The latest of these is a group of paintings and works on paper partially inspired by Monique Roffey’s novel, The Mermaid of Black Conch (2020), the story of a centuries-old woman cursed by the jealous wives of her Caribbean island to live as a mermaid. Caught by a fishing net on the fictional island of Black Conch in the 1970s, she begins a painful transition back into human form and a complex romance with her rescuer/captor. The series is in many ways a response to Franklin’s own black heritage and her experiences of rejection, racism, love, loss and an increasing sense of self-empowerment which she attributes to aging. In these works, she has moved away from painting directly from life, instead using a method of filming her models and working from the footage, splicing together images and angles that lends her pictures a cinematic quality – a technique first developed for the Where Was the Whole World series.

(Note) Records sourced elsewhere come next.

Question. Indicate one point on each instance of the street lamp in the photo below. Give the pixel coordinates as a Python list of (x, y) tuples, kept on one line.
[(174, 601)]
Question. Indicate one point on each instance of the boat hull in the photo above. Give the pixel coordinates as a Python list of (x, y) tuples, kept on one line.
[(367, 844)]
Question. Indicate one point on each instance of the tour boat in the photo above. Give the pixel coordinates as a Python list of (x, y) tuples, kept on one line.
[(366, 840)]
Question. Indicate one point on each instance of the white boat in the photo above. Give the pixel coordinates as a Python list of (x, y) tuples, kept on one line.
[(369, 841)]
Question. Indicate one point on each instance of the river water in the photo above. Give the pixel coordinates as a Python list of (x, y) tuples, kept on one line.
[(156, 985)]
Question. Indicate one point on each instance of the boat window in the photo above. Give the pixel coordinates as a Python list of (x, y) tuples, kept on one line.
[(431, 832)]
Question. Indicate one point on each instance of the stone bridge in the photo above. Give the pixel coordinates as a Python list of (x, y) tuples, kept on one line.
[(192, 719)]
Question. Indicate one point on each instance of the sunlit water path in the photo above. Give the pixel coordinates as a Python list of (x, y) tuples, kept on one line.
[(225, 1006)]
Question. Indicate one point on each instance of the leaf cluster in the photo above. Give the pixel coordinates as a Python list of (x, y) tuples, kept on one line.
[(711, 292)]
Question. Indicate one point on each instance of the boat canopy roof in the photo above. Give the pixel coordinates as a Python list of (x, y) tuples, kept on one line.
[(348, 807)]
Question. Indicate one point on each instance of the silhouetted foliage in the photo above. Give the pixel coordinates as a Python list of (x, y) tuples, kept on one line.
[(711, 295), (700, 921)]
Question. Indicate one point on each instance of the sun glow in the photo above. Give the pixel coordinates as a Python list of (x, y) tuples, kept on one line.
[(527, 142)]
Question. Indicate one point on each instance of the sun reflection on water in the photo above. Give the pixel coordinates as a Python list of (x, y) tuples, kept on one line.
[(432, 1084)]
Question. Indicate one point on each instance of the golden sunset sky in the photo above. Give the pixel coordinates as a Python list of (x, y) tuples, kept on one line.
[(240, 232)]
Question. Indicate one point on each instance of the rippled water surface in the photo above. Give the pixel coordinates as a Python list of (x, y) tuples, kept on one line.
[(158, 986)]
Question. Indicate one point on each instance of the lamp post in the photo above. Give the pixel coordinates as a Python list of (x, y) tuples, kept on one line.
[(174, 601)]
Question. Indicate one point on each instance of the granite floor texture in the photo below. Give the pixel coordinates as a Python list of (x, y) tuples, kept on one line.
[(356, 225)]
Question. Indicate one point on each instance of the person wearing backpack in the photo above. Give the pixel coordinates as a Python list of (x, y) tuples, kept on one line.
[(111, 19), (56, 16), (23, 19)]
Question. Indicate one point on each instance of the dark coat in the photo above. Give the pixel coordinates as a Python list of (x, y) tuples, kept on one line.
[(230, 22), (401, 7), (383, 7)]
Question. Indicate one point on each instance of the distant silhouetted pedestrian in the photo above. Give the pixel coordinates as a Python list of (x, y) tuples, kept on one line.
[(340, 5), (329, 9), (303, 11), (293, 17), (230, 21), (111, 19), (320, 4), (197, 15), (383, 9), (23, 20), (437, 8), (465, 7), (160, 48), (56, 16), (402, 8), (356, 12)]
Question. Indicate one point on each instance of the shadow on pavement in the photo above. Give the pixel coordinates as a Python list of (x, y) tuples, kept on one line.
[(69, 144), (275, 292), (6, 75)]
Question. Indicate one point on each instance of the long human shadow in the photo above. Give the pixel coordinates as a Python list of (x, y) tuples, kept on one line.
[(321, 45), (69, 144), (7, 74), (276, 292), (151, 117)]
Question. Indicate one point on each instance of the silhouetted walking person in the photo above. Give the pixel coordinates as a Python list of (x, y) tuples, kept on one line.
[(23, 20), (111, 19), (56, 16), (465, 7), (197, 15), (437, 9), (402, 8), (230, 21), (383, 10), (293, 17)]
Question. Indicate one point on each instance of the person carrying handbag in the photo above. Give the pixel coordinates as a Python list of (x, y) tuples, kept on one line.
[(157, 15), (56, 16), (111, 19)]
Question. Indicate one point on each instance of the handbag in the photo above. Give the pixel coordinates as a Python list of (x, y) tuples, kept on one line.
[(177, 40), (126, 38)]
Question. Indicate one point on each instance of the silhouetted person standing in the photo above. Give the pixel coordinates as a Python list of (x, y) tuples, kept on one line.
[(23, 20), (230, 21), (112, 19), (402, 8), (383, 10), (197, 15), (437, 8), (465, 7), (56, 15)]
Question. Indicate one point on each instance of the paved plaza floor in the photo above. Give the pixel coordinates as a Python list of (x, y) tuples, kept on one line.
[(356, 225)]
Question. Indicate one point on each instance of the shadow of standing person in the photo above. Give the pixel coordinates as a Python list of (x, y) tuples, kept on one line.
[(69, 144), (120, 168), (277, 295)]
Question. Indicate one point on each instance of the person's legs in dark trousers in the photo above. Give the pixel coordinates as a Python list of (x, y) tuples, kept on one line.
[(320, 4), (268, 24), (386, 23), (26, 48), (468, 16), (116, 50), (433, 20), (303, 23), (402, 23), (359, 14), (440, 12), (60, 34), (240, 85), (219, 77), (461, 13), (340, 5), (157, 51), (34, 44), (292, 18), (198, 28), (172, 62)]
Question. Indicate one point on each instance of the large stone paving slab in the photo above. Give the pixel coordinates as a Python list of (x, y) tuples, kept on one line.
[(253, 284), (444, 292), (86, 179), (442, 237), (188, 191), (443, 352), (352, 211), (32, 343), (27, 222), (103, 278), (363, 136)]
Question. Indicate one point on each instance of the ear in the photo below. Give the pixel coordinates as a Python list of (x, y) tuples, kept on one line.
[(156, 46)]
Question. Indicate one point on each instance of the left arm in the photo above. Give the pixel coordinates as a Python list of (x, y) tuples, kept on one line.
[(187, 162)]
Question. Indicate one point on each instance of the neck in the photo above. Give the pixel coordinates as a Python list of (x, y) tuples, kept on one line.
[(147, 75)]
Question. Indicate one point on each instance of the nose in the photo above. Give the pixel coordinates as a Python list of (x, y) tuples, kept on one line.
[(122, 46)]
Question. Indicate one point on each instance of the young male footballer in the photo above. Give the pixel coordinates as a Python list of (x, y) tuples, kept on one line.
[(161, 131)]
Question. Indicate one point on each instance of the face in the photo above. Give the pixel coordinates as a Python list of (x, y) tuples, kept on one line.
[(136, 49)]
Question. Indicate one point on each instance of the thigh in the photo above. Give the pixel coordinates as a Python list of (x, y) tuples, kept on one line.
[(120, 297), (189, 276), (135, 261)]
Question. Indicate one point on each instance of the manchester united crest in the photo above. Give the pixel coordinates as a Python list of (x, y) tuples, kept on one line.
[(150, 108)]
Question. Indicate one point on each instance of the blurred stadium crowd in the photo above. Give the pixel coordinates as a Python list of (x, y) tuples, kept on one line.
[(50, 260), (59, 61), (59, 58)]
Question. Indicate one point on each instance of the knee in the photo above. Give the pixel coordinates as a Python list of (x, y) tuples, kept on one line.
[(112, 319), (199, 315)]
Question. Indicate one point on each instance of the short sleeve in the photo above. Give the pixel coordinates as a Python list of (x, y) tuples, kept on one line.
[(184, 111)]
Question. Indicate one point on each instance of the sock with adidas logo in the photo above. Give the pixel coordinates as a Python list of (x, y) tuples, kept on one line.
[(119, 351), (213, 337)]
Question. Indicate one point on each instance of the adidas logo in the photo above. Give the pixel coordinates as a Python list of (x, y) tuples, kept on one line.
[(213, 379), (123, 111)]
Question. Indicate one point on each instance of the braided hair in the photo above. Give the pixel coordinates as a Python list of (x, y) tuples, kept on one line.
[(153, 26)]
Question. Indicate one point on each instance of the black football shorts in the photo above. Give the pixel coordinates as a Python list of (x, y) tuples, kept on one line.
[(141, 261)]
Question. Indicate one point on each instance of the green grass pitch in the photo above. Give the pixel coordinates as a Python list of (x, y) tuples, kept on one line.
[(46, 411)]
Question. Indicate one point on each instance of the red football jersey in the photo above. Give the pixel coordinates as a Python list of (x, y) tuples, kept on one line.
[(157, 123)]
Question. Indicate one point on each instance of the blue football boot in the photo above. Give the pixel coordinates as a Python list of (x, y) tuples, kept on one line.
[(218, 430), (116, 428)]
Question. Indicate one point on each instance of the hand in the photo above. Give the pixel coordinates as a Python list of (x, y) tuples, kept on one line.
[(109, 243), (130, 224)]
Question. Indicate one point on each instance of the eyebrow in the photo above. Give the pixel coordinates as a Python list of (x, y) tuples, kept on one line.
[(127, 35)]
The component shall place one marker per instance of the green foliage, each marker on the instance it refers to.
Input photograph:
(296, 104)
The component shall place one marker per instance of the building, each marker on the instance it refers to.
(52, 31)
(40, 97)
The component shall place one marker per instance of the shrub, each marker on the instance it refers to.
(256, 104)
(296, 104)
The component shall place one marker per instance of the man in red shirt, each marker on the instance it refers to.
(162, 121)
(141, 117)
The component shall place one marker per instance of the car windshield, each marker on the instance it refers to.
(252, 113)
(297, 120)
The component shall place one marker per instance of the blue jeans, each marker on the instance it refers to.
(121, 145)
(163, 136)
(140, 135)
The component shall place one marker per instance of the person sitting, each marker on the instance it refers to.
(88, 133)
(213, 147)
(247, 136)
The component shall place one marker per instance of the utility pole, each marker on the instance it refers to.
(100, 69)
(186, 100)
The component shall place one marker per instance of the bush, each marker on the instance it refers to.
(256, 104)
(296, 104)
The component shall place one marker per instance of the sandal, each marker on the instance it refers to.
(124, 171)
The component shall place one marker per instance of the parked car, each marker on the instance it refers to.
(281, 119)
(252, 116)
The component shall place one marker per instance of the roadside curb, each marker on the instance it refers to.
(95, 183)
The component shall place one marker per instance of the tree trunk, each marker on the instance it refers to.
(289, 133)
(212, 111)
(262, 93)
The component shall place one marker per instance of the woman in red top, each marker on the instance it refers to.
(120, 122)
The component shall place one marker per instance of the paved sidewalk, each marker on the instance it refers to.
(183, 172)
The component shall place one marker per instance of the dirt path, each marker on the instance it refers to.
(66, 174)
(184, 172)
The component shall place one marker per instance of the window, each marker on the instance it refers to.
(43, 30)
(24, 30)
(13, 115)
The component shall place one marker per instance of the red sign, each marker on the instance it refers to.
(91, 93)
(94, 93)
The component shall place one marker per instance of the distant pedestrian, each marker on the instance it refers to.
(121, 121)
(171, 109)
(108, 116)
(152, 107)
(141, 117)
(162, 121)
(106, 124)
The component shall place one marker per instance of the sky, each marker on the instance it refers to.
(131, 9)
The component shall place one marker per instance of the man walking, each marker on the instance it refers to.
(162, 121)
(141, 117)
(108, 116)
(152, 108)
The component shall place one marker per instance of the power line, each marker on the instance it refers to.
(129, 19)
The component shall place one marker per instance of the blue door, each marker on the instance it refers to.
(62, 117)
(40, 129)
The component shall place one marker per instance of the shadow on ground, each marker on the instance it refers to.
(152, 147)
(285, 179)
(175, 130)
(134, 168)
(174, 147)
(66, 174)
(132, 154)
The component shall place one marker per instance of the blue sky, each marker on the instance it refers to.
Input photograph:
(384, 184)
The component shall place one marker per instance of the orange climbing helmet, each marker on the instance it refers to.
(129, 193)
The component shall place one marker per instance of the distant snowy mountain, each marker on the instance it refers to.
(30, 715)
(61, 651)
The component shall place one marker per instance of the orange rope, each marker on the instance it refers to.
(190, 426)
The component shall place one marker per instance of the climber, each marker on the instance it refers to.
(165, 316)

The majority of these new works are in charcoal – a preferred medium (second only to oil paint) as ‘it moves almost as fast as the artist can think.’ A large part of the series is a collection of studies of giant waves, which have lent her exhibition at the Oxo Gallery its title: Waves of Emotion. The waves, coupled with her drawings and paintings of two-tailed Afro-Caribbean merwomen have a power and freedom that is indicative of so much of Franklin’s work, expressive and imaginative images that possess an acute sense of psychological animation. However, despite the implied narrative content of much of her work, ultimately, Franklin’s practice is about learning to look and learning to see, nurturing the intimate relationship between artist, model, painting and viewer. Her art is about humanity, a quality that is not self-evident but has to be searched for. Above all, for her, it is about striving to be better. ‘I’ll never be Rembrandt,’ she states, humbly, ‘but all you can do is just admire the people who do it so well and learn from them.’